二章1-3 鞘と刃と交叉する夢(2)
満天の星空。寒風が時折流れる。夢を語る、刃を収める鞘の夢を。
毛布に包まれた二人の体は暖かい。アンジェリカがルナに密着するほど毛布の中は温もっていく。
「今の私の夢は、みんなと生きること。ルナやここにいるみんな、フェルディナント王国のみんなと、生きること」
アンジェリカの純粋すぎる夢。
人間も非人類も関係無い。フェルディナント王国に生きる人間を差別せず受け入れる。
すべての国で実現し得なかったこと。
『非人類』は人間が生きるために切り捨てた人間達、必要な犠牲だということはできないが生まれてしまった負の遺産だ。
「私の夢は可笑しいでしょ? ルナと出会って、ここにいる人達と出会って、ワーストウォーカーと呼ばれてる人と出会って分かっちゃったんだ。みんな普通の人間なんだって」
「普通の人間とは少し違うがな」
「一緒だよ。命があって必死にいきてる。不自由無く生きてきた私の方がよっぽど人間じゃないよ」
「それは違う」
王族は確かに不自由なく暮らしている。下につく民によって不自由なく暮らすことができているのだ、それをルナもよく知っている。必死に生きるということを知らない人もいるのだと知っている。
それでも、アンジェリカの言うことが違うと断言することができる。他でもない必死に生きてきた人間だからこそ、言うことができる。
「不自由なく生きることは、不自由して生きるよりも良いことなんだ。それを否定されると、不自由の中で暮らしている人は何を目指して生きていけばいい」
不自由であるからこそ自由に憧れる。憧れがあるからこそ人として生きていくことができる。
「だからアンジェはそれでよかったんだ。そのままで、いてほしい」
鼓動が早まる。目を閉じるとルナの体温を感じる。生きている人間の体温だ。
嬉しいことだ、王宮にいる間はこうして誰かの体温を感じることは少なかった。たまに父の腕に抱かれたときと同じ、温かく優しい感覚。
父が娘の将来を、国民が国の繁栄を、名も無い者が将来を、────希望している。
希望に形は無い。だがそれはとても重い、一人では耐えきれないほどに。
「そのままでいれるかな?」
「いれるとも。障害があるなら斬り開く」
「支えてくれるの?」
「俺の腕では、アンジェを支えることはできない。傍に立っていることくらいしかできない」
傍にいる。それだけで嬉しい。
前に進んでも、後ろに退いても、傍にいる。ルナはアンジェリカの初めての騎士だ。騎士は生涯、自ら立てた誓いを胸に生き続ける。
誓いを違えることはできない。ルナの師匠はウルという騎士なのだから。
「ルナ……本当にありがとう」
「仕えられるアンジェが頭を下げる必要はない。
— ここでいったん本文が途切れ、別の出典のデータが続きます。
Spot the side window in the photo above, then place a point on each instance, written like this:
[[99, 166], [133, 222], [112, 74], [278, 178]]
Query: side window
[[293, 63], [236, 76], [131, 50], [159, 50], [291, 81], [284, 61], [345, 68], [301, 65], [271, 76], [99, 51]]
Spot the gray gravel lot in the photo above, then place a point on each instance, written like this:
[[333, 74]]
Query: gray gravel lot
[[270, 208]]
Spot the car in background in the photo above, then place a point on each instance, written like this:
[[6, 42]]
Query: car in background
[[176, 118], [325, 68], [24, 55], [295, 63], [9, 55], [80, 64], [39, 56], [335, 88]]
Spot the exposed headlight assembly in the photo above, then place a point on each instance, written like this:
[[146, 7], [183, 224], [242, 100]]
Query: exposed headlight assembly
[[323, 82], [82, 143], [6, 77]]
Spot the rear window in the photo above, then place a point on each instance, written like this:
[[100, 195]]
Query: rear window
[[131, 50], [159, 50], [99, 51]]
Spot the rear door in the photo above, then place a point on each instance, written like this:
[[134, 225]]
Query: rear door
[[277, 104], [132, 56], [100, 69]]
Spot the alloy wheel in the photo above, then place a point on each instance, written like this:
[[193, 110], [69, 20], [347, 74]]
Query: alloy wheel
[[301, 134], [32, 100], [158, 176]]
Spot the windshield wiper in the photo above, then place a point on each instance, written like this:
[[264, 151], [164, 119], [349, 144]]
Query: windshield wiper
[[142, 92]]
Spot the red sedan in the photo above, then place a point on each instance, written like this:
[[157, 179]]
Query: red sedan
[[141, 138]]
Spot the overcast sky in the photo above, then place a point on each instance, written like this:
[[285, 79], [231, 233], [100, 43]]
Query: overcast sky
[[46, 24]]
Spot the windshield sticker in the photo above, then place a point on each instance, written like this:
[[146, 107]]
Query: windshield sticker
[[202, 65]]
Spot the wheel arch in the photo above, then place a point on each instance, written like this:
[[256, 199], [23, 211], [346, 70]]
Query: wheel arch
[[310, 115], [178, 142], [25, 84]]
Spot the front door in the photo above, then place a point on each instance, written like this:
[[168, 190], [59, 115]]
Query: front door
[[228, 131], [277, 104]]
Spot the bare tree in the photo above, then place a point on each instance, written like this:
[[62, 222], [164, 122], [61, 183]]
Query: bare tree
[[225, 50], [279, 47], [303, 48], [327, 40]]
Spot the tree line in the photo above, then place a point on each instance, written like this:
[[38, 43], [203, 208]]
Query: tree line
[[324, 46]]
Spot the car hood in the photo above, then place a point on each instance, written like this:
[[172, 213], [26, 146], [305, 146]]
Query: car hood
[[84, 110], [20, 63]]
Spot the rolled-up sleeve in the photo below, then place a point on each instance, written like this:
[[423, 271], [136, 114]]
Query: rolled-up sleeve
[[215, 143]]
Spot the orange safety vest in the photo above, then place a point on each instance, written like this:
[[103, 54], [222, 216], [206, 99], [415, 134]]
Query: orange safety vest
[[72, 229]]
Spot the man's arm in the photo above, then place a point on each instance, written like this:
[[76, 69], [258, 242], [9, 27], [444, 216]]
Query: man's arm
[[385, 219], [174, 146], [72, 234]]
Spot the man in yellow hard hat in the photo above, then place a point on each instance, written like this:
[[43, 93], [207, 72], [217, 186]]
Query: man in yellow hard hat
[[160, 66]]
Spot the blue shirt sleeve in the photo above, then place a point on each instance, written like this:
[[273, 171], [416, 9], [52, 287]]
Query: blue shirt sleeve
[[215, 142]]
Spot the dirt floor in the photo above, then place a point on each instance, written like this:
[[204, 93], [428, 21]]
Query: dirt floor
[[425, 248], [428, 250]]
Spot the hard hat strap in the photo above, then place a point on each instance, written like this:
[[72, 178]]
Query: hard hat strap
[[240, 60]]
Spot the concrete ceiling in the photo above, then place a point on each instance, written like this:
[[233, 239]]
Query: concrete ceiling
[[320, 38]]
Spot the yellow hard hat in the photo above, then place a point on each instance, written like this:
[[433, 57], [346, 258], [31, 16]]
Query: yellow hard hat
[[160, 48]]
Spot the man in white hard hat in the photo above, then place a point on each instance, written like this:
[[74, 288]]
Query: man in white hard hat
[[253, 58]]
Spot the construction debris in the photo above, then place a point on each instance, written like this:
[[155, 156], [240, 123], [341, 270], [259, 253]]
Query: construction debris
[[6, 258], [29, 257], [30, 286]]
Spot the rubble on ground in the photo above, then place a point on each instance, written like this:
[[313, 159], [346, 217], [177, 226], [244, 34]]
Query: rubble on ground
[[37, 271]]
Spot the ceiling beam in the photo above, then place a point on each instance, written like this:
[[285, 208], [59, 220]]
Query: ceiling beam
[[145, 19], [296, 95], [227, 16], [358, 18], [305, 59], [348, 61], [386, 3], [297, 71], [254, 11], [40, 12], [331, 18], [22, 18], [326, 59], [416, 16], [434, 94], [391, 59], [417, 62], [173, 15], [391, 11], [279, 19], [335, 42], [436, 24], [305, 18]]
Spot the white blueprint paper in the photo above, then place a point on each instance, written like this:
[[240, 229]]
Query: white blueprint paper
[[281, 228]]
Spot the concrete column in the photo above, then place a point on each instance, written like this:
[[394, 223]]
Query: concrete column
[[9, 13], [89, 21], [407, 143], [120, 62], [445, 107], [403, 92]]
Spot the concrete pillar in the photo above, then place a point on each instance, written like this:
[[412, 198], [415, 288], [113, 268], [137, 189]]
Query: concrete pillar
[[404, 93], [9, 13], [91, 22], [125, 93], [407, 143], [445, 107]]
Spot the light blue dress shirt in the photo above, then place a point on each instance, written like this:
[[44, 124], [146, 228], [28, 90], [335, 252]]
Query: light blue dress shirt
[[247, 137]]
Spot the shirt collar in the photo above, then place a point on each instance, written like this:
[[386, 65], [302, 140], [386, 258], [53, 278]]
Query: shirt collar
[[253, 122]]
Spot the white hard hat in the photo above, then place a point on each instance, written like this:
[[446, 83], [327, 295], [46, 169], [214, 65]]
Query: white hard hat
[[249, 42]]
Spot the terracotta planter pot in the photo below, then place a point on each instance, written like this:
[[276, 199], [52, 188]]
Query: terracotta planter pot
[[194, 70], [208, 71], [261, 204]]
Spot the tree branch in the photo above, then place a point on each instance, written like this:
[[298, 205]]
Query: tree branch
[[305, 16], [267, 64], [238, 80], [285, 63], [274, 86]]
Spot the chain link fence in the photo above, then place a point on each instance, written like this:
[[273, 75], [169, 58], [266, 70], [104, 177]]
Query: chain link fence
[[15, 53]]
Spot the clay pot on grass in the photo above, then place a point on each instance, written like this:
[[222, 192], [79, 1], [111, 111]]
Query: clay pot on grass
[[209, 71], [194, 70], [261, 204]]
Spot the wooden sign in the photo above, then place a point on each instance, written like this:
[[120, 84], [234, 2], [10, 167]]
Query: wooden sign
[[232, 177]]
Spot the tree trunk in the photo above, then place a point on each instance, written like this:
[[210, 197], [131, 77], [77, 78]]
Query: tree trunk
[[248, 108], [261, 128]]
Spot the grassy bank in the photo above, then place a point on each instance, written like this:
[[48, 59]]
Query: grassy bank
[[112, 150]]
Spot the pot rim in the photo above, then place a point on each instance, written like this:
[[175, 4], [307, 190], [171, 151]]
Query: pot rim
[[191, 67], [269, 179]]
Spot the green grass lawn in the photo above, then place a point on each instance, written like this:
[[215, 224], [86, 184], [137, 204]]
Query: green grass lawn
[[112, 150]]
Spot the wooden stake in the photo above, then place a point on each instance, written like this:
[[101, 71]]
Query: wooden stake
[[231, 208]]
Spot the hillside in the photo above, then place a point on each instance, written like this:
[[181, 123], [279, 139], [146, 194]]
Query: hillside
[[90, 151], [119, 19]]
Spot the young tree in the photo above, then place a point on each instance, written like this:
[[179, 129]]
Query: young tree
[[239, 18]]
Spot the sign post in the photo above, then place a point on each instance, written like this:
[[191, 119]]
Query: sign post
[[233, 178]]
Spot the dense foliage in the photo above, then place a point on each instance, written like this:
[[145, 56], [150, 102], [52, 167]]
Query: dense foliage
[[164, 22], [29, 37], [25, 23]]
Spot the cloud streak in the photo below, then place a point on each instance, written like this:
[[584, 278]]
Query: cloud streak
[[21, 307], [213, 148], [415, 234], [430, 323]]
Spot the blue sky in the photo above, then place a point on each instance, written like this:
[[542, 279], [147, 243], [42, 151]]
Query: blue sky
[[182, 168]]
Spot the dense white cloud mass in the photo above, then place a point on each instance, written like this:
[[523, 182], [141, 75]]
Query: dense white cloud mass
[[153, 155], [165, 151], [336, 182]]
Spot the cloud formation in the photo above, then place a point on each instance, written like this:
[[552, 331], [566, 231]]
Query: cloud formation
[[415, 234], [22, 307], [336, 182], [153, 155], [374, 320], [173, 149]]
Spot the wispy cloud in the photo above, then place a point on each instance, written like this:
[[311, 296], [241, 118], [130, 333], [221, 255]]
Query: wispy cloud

頭を下げるのは仕える俺だけでいい。胸を張って自由に生きていさえくれればいい」
自由という言葉を強調する。自由はこの名も無き村にいる人間の願いでもある、そうアンジェリカは思った。
なら、アンジェリカの自由とは。
「そうする。これから私は自由に縛られながら夢を語るよ」
「すまん。俺がもっと強ければな……」
「いいんだよ。私の夢はみんなと生きることなんだから。みんながより幸せ生きれるなら、私の自由なんて大盤振る舞いできる。夢はどんどん膨らませないとね」
瞼の裏に未来が浮かぶ。差別なく誰もが自由の未来が。
温かい未来、夢だ。
「我儘だね」
「夢だからな」
「そうだね。夢だもんね」
目を開くと星が数億数兆と数えきれないほど輝いている。
だが星に自由はない。夜に同じ場所で輝き夜空を照らし、昼は太陽の明るさの中に隠され、途方もない年月を一箇所に縛られ続ける。見るも見ないも人間の自由。
アンジェリカは星になる。見上げればそこにある星に、自由に夜空に浮かぶ不自由な星に。
それが、アンジェリカ・フェルディナント・アーサーの夢になった。